With Cuomo’s resignation, Democrats can refocus on 2022 messaging
Last week writing in The Hill, I called for Gov. Andrew Cuomo of New York to “do the right thing” and step aside. One week to the day of that piece being published and the New York attorney general’s damning 165-page investigation into the 11 sexual harassment and assault claims against Cuomo being released publicly, the governor did just that.
Perhaps no figure in recent life has seen such a rapid and self-inflicted fall from grace in such a short timeframe. Back in March 2020, when COVID-19 was first ravaging the Empire State and later the entire country, 87 percent of New Yorkers approved of Cuomo’s handling of the budding pandemic. The governor’s daily COVID-19 briefings, in addition to winning him a national Emmy Award, became a staple for Americans across the country who saw Cuomo as a nearly-singular source of strength and competence during the first surge of pandemic cases. Last month in a similar Siena College poll, a majority of New Yorkers indicated their desire for the governor to either resign immediately or not seek a fourth term in 2022 — a total reversal of support from just one year ago.
One of the clearest indicators coming out of yesterday’s announcement is how much of an island unto himself the governor became in the wake of the attorney general’s report last week. Every leading Democrat, including President Joe Biden, Speaker Nancy Pelosi, (D-Calif.), Sens. Chuck Schumer (D-N.Y.) and Kirsten Gillibrand (D-N.Y.) as well as the entire New York Democratic congressional delegation immediately called for Cuomo to resign after the report became public.

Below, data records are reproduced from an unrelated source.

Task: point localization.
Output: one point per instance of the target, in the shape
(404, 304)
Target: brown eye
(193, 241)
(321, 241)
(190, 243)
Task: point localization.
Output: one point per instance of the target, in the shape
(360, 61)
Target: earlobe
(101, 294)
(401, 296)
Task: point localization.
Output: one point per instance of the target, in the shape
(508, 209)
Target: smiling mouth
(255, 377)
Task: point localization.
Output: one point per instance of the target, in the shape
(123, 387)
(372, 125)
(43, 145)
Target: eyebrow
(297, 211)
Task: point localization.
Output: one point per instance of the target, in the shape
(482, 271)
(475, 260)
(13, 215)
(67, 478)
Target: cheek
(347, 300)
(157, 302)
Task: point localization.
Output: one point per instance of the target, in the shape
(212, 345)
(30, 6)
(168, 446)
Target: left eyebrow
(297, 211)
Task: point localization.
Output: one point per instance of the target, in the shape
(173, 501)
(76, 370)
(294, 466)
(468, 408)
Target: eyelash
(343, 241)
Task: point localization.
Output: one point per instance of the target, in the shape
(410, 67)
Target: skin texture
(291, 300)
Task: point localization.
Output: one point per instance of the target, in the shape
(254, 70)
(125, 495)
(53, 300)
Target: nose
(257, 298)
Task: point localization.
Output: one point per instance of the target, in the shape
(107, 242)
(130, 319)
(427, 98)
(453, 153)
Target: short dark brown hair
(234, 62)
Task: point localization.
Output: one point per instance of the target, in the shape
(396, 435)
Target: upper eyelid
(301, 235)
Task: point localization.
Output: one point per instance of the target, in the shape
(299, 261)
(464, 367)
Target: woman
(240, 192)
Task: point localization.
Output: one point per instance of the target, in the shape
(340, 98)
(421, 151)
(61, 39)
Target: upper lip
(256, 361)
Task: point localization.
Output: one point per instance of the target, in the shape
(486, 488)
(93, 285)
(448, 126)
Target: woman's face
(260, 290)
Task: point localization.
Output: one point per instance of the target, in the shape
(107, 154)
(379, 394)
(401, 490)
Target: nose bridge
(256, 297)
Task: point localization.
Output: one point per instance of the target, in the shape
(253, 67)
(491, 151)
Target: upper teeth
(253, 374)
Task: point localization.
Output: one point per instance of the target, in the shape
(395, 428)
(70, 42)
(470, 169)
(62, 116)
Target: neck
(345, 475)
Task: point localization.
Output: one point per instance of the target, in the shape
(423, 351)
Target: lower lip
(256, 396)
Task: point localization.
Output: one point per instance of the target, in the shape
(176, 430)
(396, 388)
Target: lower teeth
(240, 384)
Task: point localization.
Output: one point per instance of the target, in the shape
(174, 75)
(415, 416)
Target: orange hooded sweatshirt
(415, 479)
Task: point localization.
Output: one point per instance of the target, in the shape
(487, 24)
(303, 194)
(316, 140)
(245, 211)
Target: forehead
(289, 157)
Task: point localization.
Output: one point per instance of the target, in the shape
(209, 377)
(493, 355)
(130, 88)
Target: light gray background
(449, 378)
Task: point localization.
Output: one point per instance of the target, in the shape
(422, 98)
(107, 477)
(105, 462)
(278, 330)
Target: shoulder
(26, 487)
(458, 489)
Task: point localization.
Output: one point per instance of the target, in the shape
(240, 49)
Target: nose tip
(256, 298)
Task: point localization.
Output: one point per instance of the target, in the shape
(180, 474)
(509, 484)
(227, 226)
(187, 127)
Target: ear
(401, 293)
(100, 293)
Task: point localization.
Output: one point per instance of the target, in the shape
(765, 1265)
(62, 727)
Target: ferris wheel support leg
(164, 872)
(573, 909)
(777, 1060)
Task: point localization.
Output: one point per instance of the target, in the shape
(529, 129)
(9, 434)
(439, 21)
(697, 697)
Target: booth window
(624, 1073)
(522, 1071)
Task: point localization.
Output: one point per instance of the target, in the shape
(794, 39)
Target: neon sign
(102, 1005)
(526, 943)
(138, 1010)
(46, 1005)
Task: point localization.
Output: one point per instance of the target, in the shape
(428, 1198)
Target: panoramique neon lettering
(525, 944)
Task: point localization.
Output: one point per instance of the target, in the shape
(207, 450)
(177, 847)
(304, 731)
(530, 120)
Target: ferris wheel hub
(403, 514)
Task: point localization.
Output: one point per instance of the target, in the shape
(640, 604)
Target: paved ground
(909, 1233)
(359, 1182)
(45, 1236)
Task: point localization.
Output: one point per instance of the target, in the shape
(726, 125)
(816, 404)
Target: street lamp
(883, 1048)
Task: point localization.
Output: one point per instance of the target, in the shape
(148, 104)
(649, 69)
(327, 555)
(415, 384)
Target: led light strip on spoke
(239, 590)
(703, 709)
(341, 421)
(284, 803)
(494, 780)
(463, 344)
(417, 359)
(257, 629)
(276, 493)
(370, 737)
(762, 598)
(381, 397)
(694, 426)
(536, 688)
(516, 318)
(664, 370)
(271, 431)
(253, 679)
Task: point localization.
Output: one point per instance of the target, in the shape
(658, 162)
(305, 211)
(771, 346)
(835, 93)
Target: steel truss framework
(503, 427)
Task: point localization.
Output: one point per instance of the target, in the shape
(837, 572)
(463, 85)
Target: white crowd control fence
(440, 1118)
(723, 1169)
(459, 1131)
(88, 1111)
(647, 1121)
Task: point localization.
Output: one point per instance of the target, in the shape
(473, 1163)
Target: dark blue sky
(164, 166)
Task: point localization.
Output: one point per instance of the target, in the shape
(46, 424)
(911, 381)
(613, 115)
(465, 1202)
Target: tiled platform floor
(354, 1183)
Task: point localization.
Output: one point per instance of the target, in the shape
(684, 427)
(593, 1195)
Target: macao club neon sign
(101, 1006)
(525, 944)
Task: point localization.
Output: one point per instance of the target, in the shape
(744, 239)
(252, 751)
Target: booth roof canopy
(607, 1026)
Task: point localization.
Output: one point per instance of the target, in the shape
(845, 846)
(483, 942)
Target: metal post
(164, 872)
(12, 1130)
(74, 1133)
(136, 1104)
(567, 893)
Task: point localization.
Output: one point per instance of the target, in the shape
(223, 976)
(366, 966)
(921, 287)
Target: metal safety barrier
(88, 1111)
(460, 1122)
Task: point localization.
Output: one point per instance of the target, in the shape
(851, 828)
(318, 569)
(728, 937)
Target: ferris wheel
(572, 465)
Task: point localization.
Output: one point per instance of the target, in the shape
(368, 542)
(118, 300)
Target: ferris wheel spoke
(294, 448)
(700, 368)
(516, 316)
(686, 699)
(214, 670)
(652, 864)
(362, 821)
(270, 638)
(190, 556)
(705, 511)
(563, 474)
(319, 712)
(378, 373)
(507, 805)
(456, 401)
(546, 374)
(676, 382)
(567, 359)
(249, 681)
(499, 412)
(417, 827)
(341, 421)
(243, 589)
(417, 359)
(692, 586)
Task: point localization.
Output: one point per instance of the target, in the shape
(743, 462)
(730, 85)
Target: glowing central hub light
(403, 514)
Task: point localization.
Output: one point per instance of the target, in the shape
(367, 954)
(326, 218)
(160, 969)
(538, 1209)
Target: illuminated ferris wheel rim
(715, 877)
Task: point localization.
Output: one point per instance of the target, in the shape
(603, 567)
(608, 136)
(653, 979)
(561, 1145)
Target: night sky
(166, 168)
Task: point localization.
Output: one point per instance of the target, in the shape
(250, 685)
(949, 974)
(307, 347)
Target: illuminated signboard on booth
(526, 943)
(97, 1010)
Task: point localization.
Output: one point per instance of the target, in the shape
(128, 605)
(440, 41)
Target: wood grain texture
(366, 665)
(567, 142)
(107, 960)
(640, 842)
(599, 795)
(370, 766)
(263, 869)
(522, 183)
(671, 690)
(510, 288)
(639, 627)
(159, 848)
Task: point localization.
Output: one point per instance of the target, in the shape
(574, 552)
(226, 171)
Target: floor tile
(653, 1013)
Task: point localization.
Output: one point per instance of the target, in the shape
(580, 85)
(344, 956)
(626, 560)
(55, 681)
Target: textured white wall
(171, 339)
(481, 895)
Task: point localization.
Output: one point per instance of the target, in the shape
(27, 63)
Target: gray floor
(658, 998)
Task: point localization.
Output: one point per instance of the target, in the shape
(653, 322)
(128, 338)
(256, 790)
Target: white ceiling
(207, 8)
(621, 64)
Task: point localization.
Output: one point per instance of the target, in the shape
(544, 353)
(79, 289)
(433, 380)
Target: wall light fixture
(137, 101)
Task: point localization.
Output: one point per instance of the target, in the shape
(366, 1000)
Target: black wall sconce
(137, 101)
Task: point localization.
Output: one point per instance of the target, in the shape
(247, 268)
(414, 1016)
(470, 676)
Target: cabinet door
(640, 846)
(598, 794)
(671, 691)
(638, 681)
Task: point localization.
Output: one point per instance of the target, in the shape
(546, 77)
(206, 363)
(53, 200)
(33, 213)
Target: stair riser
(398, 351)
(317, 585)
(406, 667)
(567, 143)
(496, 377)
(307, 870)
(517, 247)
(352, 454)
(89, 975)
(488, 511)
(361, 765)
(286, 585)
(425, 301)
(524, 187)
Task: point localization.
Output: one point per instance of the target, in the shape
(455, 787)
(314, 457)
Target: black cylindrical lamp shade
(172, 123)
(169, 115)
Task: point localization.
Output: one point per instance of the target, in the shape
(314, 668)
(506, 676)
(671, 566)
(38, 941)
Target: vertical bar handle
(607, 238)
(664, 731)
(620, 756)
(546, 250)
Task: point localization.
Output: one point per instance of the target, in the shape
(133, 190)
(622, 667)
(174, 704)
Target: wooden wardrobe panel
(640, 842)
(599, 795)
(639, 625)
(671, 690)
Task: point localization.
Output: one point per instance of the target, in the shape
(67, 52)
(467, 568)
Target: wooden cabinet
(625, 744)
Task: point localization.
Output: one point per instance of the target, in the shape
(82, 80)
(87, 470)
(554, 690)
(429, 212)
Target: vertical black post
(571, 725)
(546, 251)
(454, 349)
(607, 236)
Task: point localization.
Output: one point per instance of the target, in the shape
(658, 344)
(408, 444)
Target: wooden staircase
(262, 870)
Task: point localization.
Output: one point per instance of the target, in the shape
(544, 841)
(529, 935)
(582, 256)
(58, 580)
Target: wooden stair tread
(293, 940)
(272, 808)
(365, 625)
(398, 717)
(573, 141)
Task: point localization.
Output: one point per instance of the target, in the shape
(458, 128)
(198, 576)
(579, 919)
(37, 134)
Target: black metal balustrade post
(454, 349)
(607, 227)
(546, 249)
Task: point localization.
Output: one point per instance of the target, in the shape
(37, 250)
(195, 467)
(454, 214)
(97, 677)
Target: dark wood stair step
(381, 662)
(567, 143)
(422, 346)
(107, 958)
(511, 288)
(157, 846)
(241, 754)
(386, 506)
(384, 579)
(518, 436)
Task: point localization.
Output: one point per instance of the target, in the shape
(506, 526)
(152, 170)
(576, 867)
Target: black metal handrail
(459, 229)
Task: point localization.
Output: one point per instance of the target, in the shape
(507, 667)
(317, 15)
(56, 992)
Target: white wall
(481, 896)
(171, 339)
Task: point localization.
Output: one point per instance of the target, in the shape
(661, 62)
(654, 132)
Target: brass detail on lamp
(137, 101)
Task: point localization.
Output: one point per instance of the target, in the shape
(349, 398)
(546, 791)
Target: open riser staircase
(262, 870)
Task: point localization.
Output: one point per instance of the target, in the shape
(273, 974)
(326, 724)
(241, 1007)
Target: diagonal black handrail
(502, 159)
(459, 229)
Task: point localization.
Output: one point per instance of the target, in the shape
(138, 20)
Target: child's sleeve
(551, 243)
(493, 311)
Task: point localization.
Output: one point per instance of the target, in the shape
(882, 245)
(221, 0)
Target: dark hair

That rapid and overwhelming show of solidarity by the entire Democratic establishment with the 11 accusers was not only the right thing to do, but also clearly a political necessity. Back in 2006, Pelosi first won the speaker’s gavel — to some degree — as a response to several GOP personal and professional ethical lapses, especially with regard to former U.S. Reps. Tom DeLay (R-Texas) and Mark Foley (R-Fla.). Widespread ethical issues can quickly turn a national election into a referendum on a party’s ability to campaign and lead effectively.
We are still over 450 days away from the midterm elections, which can be an eternity in terms of which political issues will motivate the voters to turn out. Despite the governor’s outsized role on the national stage during the COVID-19 crisis, the midterm electorate will almost certainly have moved on from the Cuomo scandal, especially outside of the Empire State.
In 2018, midterm voters delivered a clear rebuke to the Trump administration, propelling Democrats back into the majority and handing the gavel back to Pelosi. Despite former President Trump’s ethical issues during the 2016 campaign and the specter of the Mueller probe, exit polling from 2018 indicated that health care was the most important issue to voters. Democrats hammered home messages that they would beat back GOP attempts to reverse Obamacare and hold the line on Social Security, Medicaid and Medicare funding.
Four years earlier, 2014 midterm voters listed the state of the economy as the number one issue with regard to their vote. The great recession was still fresh in the minds of many Americans that year with seven in ten voters during that midterm election saying that the economy was in bad shape.
Both recent midterm examples should give Democrats some level of hope that voters in 2022 will be focused on key domestic issues facing Americans at the time of the election. Just minutes before Gov. Cuomo’s press conference, the U.S. Senate passed landmark bipartisan legislation, shepherded by the Biden administration, that will reinvigorate critical aspects of this nation’s physical and digital infrastructure. Judging from recent elections, it will be these kinds of advancements around infrastructure, health care, and the strength of the economy that will determine if Democrats hold both the House and Senate in 2022 — not the personal failings of Andrew Cuomo.